P-Doping a Porous Carbon Host Promotes the Lithium Storage Performance of Red Phosphorus

Abstract

Red phosphorus (RP) is a promising anode material for use in lithium-ion batteries (LIBs) due to its high theoretical specific capacity (2596 mA h g-1). However, the practical use of RP-based anodes has been challenged by the material's low intrinsic electrical conductivity and poor structural stability during lithiation. Here, we describe a phosphorus-doped porous carbon (P-PC) and disclose how the dopant improves the Li storage performance of RP that was incorporated into the P-PC (designated as RP@P-PC). P-doping porous carbon was achieved using an in situ method wherein the heteroatom was added as the porous carbon was being formed.
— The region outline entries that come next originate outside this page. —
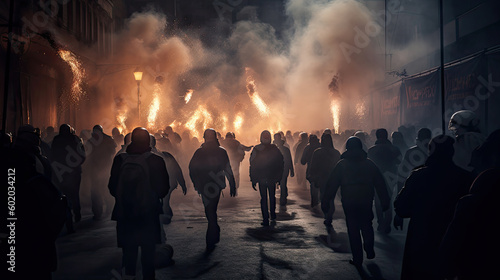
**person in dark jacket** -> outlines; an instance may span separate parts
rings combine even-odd
[[[350,263],[361,266],[363,248],[368,259],[375,258],[372,227],[375,193],[380,198],[383,210],[389,209],[390,197],[382,173],[367,159],[361,140],[354,136],[347,140],[346,151],[330,174],[324,200],[332,200],[339,187],[352,251]]]
[[[79,222],[82,218],[80,183],[85,157],[82,139],[71,133],[68,124],[61,125],[59,134],[52,141],[52,166],[56,175],[54,181],[68,198],[75,222]]]
[[[104,133],[102,126],[95,125],[91,138],[85,143],[85,151],[93,219],[101,220],[111,213],[113,205],[113,198],[106,192],[106,181],[116,153],[116,143],[111,136]]]
[[[394,188],[398,179],[398,166],[401,162],[401,153],[399,149],[392,145],[388,139],[387,130],[384,128],[377,129],[375,132],[377,141],[375,145],[368,149],[368,158],[380,169],[384,175],[387,192],[392,198]],[[382,211],[380,200],[375,196],[375,210],[377,213],[377,231],[388,234],[391,232],[392,222],[392,207],[387,211]]]
[[[311,159],[314,151],[321,146],[318,136],[315,134],[309,135],[309,144],[304,148],[304,153],[302,153],[302,158],[300,159],[300,163],[302,165],[306,165],[306,178],[309,181],[309,189],[311,192],[311,208],[316,207],[319,202],[319,188],[314,186],[314,182],[310,179],[310,166]]]
[[[295,174],[297,174],[297,183],[300,187],[307,188],[307,180],[306,180],[306,167],[300,163],[300,159],[302,158],[302,153],[304,153],[304,148],[307,146],[308,135],[305,132],[301,132],[299,134],[299,140],[295,143],[293,148],[294,157],[293,163],[295,164]]]
[[[453,163],[453,138],[434,137],[425,166],[414,170],[394,201],[396,214],[410,218],[401,279],[440,279],[438,248],[472,174]]]
[[[260,135],[260,144],[255,146],[250,154],[250,181],[256,191],[255,186],[259,184],[263,226],[269,226],[269,213],[271,220],[276,219],[276,183],[281,182],[283,170],[283,155],[278,147],[271,144],[271,133],[264,130]]]
[[[126,277],[136,274],[138,248],[141,247],[143,279],[155,279],[155,244],[161,243],[162,230],[161,199],[169,191],[165,162],[151,152],[149,144],[149,132],[142,127],[135,128],[127,152],[113,160],[108,184],[115,198],[111,219],[116,221]],[[143,176],[137,176],[141,173]]]
[[[288,197],[288,176],[294,177],[295,176],[295,171],[293,169],[293,161],[292,161],[292,154],[290,153],[290,149],[287,148],[285,144],[285,140],[283,139],[283,135],[281,133],[276,133],[274,134],[274,142],[276,147],[281,152],[281,155],[283,155],[283,177],[281,178],[280,181],[280,205],[285,206],[287,203],[287,197]]]
[[[312,185],[319,188],[321,198],[321,210],[325,215],[324,224],[328,233],[333,232],[332,218],[335,212],[334,200],[331,197],[325,200],[326,183],[333,168],[340,160],[340,152],[333,147],[332,137],[328,133],[321,136],[321,147],[316,149],[311,159],[309,177]]]
[[[226,133],[226,138],[222,141],[221,145],[226,149],[229,156],[229,162],[233,168],[234,180],[236,181],[236,195],[238,195],[238,188],[240,187],[240,164],[245,158],[245,152],[249,152],[253,147],[242,145],[240,141],[236,140],[236,135],[233,132]]]
[[[220,240],[220,227],[217,224],[217,206],[220,195],[229,181],[230,195],[236,195],[236,183],[226,150],[220,147],[217,134],[213,129],[205,130],[205,143],[196,150],[189,162],[189,176],[194,189],[201,195],[208,220],[206,233],[207,252],[215,249]]]

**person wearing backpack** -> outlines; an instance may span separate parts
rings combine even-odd
[[[283,155],[276,145],[271,144],[271,133],[264,130],[260,135],[260,144],[250,154],[250,181],[254,190],[257,190],[255,186],[259,184],[263,226],[269,226],[269,212],[271,220],[276,220],[276,183],[281,182],[283,169]]]
[[[217,206],[221,192],[229,181],[230,195],[236,195],[234,180],[229,157],[224,148],[220,147],[215,130],[209,128],[203,133],[205,143],[196,150],[189,162],[189,176],[193,181],[194,189],[201,195],[205,206],[205,215],[208,220],[206,233],[206,250],[211,252],[220,240],[220,227],[217,224]]]
[[[155,279],[155,245],[161,243],[162,198],[169,191],[169,175],[162,157],[151,152],[149,132],[142,127],[132,132],[126,153],[118,154],[108,184],[115,206],[118,247],[123,250],[125,276],[136,273],[141,247],[143,279]]]

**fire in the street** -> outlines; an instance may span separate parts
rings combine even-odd
[[[85,78],[85,69],[76,55],[69,50],[60,49],[59,56],[69,65],[73,73],[73,83],[71,85],[71,99],[74,102],[80,101],[80,98],[85,94],[82,83]]]
[[[155,83],[153,89],[153,101],[149,106],[149,114],[148,114],[148,128],[156,127],[156,117],[158,115],[158,111],[160,110],[160,96],[161,96],[161,84]]]
[[[234,131],[239,132],[242,125],[243,125],[243,116],[241,115],[241,113],[238,113],[236,114],[236,117],[234,118],[233,121]]]
[[[190,89],[188,90],[188,92],[186,92],[186,95],[184,96],[184,101],[186,102],[186,104],[189,103],[189,100],[191,100],[191,97],[193,97],[193,92],[194,90]]]
[[[191,131],[194,137],[199,138],[199,131],[204,131],[212,123],[212,115],[203,105],[198,106],[198,109],[191,115],[184,126]],[[201,127],[200,127],[201,125]]]
[[[120,112],[116,116],[116,121],[118,122],[118,130],[120,130],[120,133],[124,133],[127,131],[127,125],[125,125],[125,121],[127,120],[127,112]]]
[[[337,101],[332,100],[330,110],[332,111],[333,128],[335,129],[335,133],[340,133],[340,105]]]

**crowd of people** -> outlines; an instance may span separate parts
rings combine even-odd
[[[454,137],[413,126],[392,133],[384,128],[274,135],[264,130],[255,146],[240,143],[233,132],[223,137],[213,129],[204,131],[200,143],[172,127],[158,132],[136,128],[127,135],[115,128],[107,135],[95,125],[77,136],[68,124],[58,133],[24,125],[14,139],[2,133],[2,158],[9,159],[2,161],[2,170],[15,168],[18,195],[30,198],[24,205],[19,202],[31,217],[20,231],[50,220],[46,225],[51,229],[37,238],[20,237],[25,244],[44,246],[36,254],[24,249],[30,251],[26,263],[36,263],[46,276],[40,278],[50,278],[56,268],[54,242],[61,229],[65,225],[68,234],[75,233],[82,219],[82,185],[90,190],[92,218],[117,222],[123,279],[136,274],[139,247],[143,279],[154,279],[155,248],[164,243],[162,224],[172,221],[170,196],[178,186],[186,194],[192,183],[201,196],[208,221],[206,250],[213,251],[220,240],[221,192],[228,183],[230,196],[238,196],[240,164],[249,153],[262,226],[276,224],[276,197],[287,205],[288,180],[294,177],[299,188],[309,189],[310,206],[322,211],[328,234],[335,233],[332,220],[340,198],[351,264],[361,266],[365,254],[375,258],[375,217],[376,230],[384,235],[402,230],[409,218],[401,279],[486,279],[498,260],[491,256],[500,249],[498,229],[485,227],[500,217],[494,207],[500,189],[500,130],[485,137],[478,124],[473,112],[459,111],[449,124]]]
The phosphorus dopant effectively improves the interfacial properties of the carbon matrix as subsequent RP infusion results in high loadings, small particle sizes, and uniform distribution. In half-cells, an RP@P-PC composite was found to exhibit outstanding performance in terms of the ability to store and utilize Li. The device delivered a high specific capacitance and rate capability (1848 and 1111 mA h g-1 at 0.1 and 10.0 A g-1, respectively) as well as excellent cycling stability (1022 mA h g-1 after 800 cycles at 2.0 A g-1). Exceptional performance metrics were also measured when the RP@P-PC was used as an anode material in full cells that contained lithium iron phosphate as the cathode material. The methodology described can be extended to the preparation of other P-doped carbon materials that are employed in contemporary energy storage applications.